Our analysis detected 160 Operational Taxonomic Units (OTUs) with 12,007,712 sequenced reads, 222,370 ± 41,954 (sd) reads per sample, for a total of 54 sequenced samples. The rarefaction curves showed good sequencing effort for the samples (Supplementary Figure S1) which were rarefied to the least count among samples corresponding to 135,443 reads. Twenty OTUs, (7.2% of the total), were assigned to taxa not relevant to our work (mainly to mosses and ferns during the periods October 2014–March 2015 and July–October 2015). From the remaining OTUs, 108 (88% of the reads) were taxonomically assigned to 32 families of vascular plants (68 identified taxa) (Table 2, Supplementary Table S1) and 32 OTUs (4.8% of the reads) remained unidentified either because of low sequence identity and/or query coverage percentage or the absence of any sequence classification result, even when compared to the complete ‘Nucleotide’ Genbank database. The results of the taxonomic assignment to vascular plants are presented in Supplementary Table S1. The OTU sequences were assigned to plant taxa with at least 95% identity and coverage, from which 70% of the OTUs had ≥ 98% sequence identity with the assigned taxa.

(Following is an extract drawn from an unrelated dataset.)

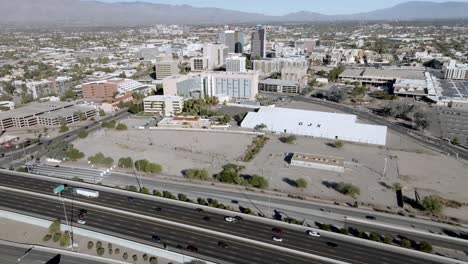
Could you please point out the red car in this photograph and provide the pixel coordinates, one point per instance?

The positive control of the DNA extraction, Corylus avellana pollen, was correctly identified after HTS. From the 19 negative controls included in the extraction plate, one negative control was selected for sequencing, the only one with sufficient amplicon concentration (2 ng μl−1). In this sample two OTUs were detected (263,649 reads), both assigned to Quercus spp. and contributing < 0.005% to the counts of the rest of the samples. The average amplicon concentration of the three pooled PCR products (before library preparation) was 8.7 ± 4.6 (sd) ng μl−1.

Table 2 Quantitative data for the sequenced reads and the vascular plant taxa that were identified at the different sampling periods and habitats.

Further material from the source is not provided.